Mais l'Église clandestine vit, sa beauté est indescriptible ; la sainteté y fleurit, radieuse, comme aux premiers siècles. En Russie et en Chine, il n'y a plus de chrétiens purement nominaux, tièdes et somnolents ; le prix à payer y est beaucoup trop élevé. Il faut se rappeler que les persécutions ont toujours produit des chrétiens meilleurs, des chrétiens qui n'ont pas peur de témoigner, des conquérants d'âmes, qui sortent de la fournaise purifiés et trempés.

Ce qui vient d'être dit n'est qu'une approche d'un problème gigantesque. Les considérations politiques et économiques entre pays divers ne doivent jamais perdre de vue quelle sorte d'interlocuteur se tient en face. Il est certain que dans un pays sous régime marxiste-léniniste, la nature humaine tend petit à petit à reprendre ses droits, et les violences à s'atténuer en apparence. Mais tant que l'athéisme fondamental n'est pas explicitement et pratiquement récusé, le régime reste intrinsèquement pervers. Ce sera encore longtemps le cas, à vues humaines.

 

 

b) La Subversion occulte

Dans tout pays non sous régime marxiste-léniniste, la subversion existe aussi, active à des degrés divers, plus ou moins masquée, influençant plus ou moins le pouvoir. Son action est essentiellement corruptrice. Distinguons la corruption des mœurs, de l'intelligence et de la nature .

1) Corruption des mœurs

Elle a existé de tout temps, mais elle prend aujourd'hui un caractère organisé et social.

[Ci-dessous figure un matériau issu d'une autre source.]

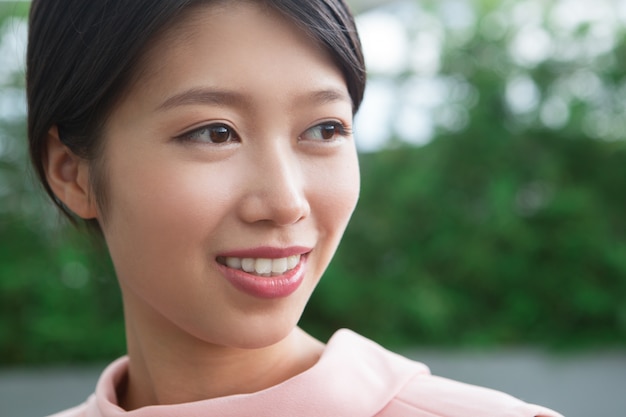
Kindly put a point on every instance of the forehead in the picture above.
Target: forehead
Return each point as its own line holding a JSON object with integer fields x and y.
{"x": 227, "y": 41}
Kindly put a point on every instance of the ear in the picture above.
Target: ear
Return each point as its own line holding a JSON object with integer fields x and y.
{"x": 68, "y": 176}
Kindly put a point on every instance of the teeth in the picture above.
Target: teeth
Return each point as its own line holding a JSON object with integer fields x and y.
{"x": 279, "y": 265}
{"x": 263, "y": 266}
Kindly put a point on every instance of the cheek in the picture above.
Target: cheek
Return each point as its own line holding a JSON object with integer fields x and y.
{"x": 161, "y": 214}
{"x": 338, "y": 192}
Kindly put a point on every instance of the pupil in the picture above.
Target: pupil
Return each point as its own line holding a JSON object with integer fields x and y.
{"x": 219, "y": 134}
{"x": 328, "y": 132}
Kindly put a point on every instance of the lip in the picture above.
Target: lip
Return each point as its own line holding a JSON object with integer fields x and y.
{"x": 273, "y": 287}
{"x": 269, "y": 252}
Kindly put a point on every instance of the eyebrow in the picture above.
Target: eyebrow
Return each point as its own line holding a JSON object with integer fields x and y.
{"x": 205, "y": 96}
{"x": 216, "y": 97}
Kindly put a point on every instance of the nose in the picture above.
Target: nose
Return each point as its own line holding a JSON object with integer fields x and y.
{"x": 276, "y": 190}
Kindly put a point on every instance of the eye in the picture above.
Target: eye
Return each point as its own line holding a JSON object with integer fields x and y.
{"x": 326, "y": 131}
{"x": 215, "y": 133}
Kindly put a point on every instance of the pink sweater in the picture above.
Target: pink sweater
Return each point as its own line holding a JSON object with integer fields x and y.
{"x": 355, "y": 377}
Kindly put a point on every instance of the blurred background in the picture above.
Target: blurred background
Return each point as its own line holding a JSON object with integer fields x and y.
{"x": 490, "y": 239}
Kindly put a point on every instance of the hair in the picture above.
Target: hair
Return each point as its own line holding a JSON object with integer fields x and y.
{"x": 83, "y": 56}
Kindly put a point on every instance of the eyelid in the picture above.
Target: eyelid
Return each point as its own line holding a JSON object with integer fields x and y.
{"x": 186, "y": 136}
{"x": 343, "y": 129}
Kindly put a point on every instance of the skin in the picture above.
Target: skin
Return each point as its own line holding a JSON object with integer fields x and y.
{"x": 176, "y": 201}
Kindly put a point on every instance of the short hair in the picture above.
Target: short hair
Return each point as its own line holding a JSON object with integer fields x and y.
{"x": 82, "y": 56}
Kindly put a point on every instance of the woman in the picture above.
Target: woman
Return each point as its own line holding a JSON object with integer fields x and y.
{"x": 210, "y": 143}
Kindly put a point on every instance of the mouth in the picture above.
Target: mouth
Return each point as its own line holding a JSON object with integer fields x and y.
{"x": 263, "y": 267}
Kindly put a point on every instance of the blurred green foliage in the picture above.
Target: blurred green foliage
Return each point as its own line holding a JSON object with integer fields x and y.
{"x": 508, "y": 228}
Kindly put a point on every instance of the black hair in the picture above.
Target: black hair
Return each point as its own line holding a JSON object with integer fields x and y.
{"x": 83, "y": 54}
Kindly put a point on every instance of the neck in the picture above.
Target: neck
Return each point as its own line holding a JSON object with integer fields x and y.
{"x": 191, "y": 370}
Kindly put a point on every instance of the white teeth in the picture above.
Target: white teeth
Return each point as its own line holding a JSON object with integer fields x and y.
{"x": 279, "y": 266}
{"x": 263, "y": 266}
{"x": 292, "y": 261}
{"x": 234, "y": 263}
{"x": 248, "y": 264}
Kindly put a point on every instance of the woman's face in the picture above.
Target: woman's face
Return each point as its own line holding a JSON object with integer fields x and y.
{"x": 231, "y": 174}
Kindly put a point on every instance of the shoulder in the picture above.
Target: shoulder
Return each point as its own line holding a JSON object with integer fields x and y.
{"x": 78, "y": 411}
{"x": 431, "y": 396}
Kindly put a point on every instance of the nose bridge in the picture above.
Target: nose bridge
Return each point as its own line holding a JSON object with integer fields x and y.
{"x": 277, "y": 191}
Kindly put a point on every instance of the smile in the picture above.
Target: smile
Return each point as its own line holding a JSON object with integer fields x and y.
{"x": 263, "y": 267}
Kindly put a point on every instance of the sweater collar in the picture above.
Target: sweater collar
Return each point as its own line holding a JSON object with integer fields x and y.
{"x": 353, "y": 377}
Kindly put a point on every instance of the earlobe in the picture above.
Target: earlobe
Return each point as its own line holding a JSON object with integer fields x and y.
{"x": 68, "y": 177}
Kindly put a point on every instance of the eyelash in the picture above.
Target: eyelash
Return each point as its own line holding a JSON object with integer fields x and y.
{"x": 215, "y": 128}
{"x": 338, "y": 129}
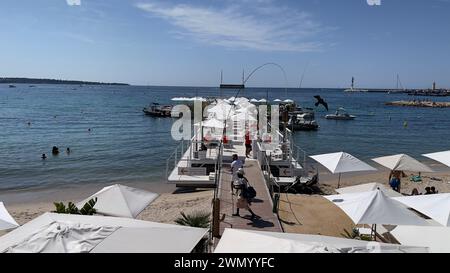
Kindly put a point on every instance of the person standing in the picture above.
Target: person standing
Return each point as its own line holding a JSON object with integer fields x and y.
{"x": 394, "y": 180}
{"x": 236, "y": 164}
{"x": 248, "y": 144}
{"x": 241, "y": 187}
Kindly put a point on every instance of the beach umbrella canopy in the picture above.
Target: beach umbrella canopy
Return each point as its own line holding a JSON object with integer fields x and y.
{"x": 212, "y": 123}
{"x": 244, "y": 117}
{"x": 435, "y": 206}
{"x": 6, "y": 220}
{"x": 369, "y": 187}
{"x": 443, "y": 157}
{"x": 402, "y": 162}
{"x": 251, "y": 241}
{"x": 71, "y": 233}
{"x": 342, "y": 163}
{"x": 121, "y": 201}
{"x": 221, "y": 110}
{"x": 374, "y": 207}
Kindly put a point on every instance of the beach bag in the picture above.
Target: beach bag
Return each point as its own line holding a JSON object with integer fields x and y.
{"x": 241, "y": 203}
{"x": 250, "y": 192}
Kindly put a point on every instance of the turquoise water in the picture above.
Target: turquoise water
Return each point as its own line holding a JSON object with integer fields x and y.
{"x": 125, "y": 145}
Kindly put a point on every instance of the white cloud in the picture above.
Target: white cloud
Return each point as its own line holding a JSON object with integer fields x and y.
{"x": 73, "y": 2}
{"x": 268, "y": 28}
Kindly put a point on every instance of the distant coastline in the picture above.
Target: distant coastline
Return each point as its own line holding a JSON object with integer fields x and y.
{"x": 52, "y": 81}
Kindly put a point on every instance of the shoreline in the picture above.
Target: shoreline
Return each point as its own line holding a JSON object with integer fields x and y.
{"x": 25, "y": 205}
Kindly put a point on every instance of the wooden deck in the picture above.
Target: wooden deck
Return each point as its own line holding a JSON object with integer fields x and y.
{"x": 261, "y": 206}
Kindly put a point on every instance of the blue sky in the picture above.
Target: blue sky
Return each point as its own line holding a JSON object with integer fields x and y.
{"x": 156, "y": 42}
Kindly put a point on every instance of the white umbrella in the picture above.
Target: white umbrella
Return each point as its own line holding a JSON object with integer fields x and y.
{"x": 121, "y": 201}
{"x": 443, "y": 157}
{"x": 402, "y": 162}
{"x": 244, "y": 117}
{"x": 212, "y": 123}
{"x": 369, "y": 187}
{"x": 69, "y": 233}
{"x": 435, "y": 206}
{"x": 342, "y": 163}
{"x": 251, "y": 241}
{"x": 374, "y": 207}
{"x": 6, "y": 220}
{"x": 433, "y": 237}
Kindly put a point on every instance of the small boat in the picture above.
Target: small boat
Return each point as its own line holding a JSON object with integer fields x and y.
{"x": 341, "y": 114}
{"x": 157, "y": 110}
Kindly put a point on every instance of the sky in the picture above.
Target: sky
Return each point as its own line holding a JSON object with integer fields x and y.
{"x": 189, "y": 43}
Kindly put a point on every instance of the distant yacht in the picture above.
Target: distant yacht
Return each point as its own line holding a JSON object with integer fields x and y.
{"x": 353, "y": 89}
{"x": 341, "y": 114}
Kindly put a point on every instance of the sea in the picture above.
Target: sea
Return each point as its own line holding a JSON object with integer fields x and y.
{"x": 112, "y": 141}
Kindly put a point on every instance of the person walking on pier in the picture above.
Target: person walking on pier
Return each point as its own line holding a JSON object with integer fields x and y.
{"x": 235, "y": 166}
{"x": 241, "y": 186}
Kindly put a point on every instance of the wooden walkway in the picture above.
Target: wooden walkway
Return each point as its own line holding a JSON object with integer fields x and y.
{"x": 261, "y": 206}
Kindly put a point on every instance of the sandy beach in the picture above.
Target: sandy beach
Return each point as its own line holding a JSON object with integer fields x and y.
{"x": 312, "y": 213}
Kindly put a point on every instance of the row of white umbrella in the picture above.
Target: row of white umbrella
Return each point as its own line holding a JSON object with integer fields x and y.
{"x": 116, "y": 200}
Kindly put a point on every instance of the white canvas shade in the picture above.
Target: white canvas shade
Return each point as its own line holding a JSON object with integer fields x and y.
{"x": 402, "y": 162}
{"x": 121, "y": 201}
{"x": 250, "y": 241}
{"x": 6, "y": 220}
{"x": 435, "y": 206}
{"x": 244, "y": 117}
{"x": 342, "y": 163}
{"x": 443, "y": 157}
{"x": 212, "y": 123}
{"x": 435, "y": 238}
{"x": 99, "y": 234}
{"x": 374, "y": 207}
{"x": 369, "y": 187}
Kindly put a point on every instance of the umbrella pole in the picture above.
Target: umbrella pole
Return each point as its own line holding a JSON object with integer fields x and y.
{"x": 374, "y": 232}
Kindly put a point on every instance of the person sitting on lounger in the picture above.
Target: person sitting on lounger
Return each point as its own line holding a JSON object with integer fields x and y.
{"x": 433, "y": 190}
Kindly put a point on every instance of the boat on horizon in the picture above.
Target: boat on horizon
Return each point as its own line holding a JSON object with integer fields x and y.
{"x": 157, "y": 110}
{"x": 353, "y": 89}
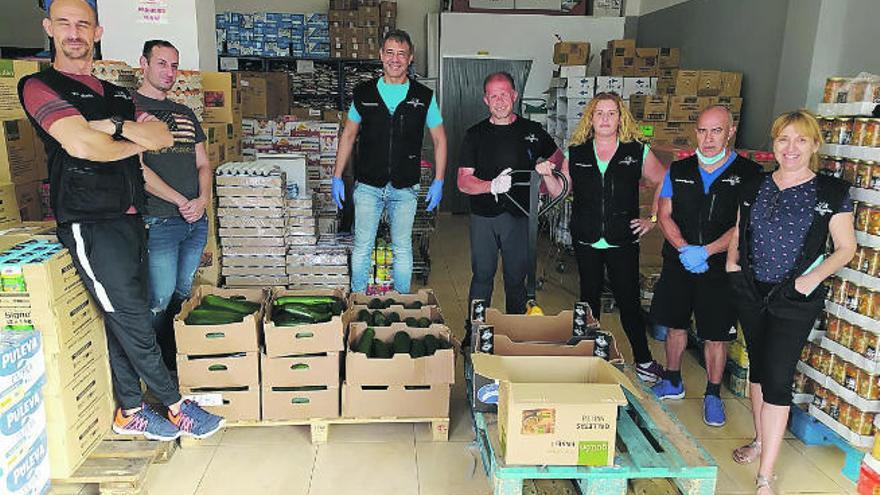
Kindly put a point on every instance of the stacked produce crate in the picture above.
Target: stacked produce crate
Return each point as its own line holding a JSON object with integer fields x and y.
{"x": 301, "y": 367}
{"x": 218, "y": 344}
{"x": 400, "y": 359}
{"x": 840, "y": 367}
{"x": 252, "y": 217}
{"x": 42, "y": 291}
{"x": 24, "y": 459}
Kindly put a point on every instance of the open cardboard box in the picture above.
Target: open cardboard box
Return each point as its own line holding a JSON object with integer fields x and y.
{"x": 556, "y": 410}
{"x": 243, "y": 336}
{"x": 305, "y": 339}
{"x": 225, "y": 370}
{"x": 401, "y": 369}
{"x": 424, "y": 296}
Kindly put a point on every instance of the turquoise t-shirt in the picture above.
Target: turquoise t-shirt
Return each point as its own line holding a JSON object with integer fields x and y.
{"x": 392, "y": 95}
{"x": 603, "y": 166}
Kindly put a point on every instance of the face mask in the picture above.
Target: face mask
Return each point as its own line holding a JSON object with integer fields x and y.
{"x": 710, "y": 160}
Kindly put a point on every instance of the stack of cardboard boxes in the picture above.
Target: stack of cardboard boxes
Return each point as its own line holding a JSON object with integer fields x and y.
{"x": 42, "y": 291}
{"x": 24, "y": 459}
{"x": 218, "y": 366}
{"x": 251, "y": 211}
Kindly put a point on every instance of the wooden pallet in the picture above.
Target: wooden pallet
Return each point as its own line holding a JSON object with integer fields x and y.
{"x": 651, "y": 444}
{"x": 320, "y": 427}
{"x": 118, "y": 466}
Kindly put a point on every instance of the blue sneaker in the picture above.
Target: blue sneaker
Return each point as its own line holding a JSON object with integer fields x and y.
{"x": 145, "y": 422}
{"x": 713, "y": 411}
{"x": 666, "y": 390}
{"x": 193, "y": 421}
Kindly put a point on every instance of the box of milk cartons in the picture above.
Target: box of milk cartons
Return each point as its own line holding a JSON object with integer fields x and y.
{"x": 24, "y": 460}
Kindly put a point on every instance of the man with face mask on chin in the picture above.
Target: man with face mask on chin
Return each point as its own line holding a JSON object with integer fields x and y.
{"x": 491, "y": 150}
{"x": 697, "y": 214}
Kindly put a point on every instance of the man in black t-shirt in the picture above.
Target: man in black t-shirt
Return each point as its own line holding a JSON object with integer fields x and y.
{"x": 491, "y": 150}
{"x": 178, "y": 184}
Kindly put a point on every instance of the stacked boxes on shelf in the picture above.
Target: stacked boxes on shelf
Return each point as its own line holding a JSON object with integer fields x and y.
{"x": 301, "y": 366}
{"x": 42, "y": 291}
{"x": 218, "y": 364}
{"x": 251, "y": 213}
{"x": 400, "y": 363}
{"x": 24, "y": 459}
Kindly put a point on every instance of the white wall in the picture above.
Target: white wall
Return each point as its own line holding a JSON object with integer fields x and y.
{"x": 411, "y": 17}
{"x": 524, "y": 37}
{"x": 124, "y": 37}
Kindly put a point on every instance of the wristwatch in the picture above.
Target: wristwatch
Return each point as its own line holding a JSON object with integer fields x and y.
{"x": 118, "y": 122}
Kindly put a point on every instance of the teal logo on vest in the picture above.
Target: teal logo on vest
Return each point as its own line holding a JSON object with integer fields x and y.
{"x": 823, "y": 208}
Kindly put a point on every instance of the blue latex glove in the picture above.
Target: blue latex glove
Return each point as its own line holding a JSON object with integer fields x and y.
{"x": 337, "y": 191}
{"x": 435, "y": 193}
{"x": 694, "y": 258}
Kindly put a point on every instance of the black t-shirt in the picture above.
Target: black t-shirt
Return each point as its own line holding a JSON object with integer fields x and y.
{"x": 490, "y": 148}
{"x": 176, "y": 165}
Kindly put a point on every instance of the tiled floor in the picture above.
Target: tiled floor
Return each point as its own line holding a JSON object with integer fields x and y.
{"x": 401, "y": 460}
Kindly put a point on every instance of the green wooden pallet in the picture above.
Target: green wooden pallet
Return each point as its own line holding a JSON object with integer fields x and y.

Dans l'emploi de la drogue par exemple, il est avéré que plus d'un quart de la jeunesse de nombreux lycées et collèges s'adonne à ces substances. on cite le cas d'un institut en Suisse duquel un professeur et neuf élèves, drogués, durent être déplacés ; ils voulaient crucifier un autre élève. Th. Leary, responsable du suicide de centaines de jeunes est encensé par une Feuille d'Avis comme un nouveau Socrate.

Dans le domaine du sexe, ne pouvait-on pas voir à Genève, assez récemment un théâtre tristement célèbre par la pratique sur scène de l'acte sexuel et de la masturbation. Un religieux en Belgique n'a-t-il pas "béni" l'union d'un couple d'homosexuels ? La pornographie s'est mise à "fleurir" au cinéma.

La télévision fait l'apologie de la violence dans de nombreux films, et accentue toutes les informations qui font le jeu de la Révolution.

L'autorité démissionne bien souvent ; dans un lycée, à Paris, un proviseur a été bel et bien rossé par des énergumènes, sans réaction valable du pouvoir concerné. Mai 1968 est encore dans toutes les mémoires. La guérilla urbaine se développe en Amérique latine ; dans les villes européennes, elle se prépare. La veulerie des responsables est souvent écœurante ; beaucoup espèrent passivement une sorte de miracle, ou s'attendent cyniquement à la pire des calamités,

Ceux qui réagissent sont relativement rares. Le gouvernement français a interdit le petit livre rouge, cette arme de suicide collectif, que tolèrent d'autres gouvernements. Il y a trois ans, lors des agitations à l'université de langue chinoise à Nanyang (Singapore), le premier ministre Lee Kuan Yew y envoya des soldats et fit arrêter et expulser une centaine d'étudiants. Jamais plus on n'entendit parler à Nanyang de manifestations estudiantines, bien que de temps en temps, des professeurs américains en visite officielle déballent leur marchandise empoisonnée incitant les étudiants à se sentir les égaux des professeurs, à établir la démocratie et la participation (subversive).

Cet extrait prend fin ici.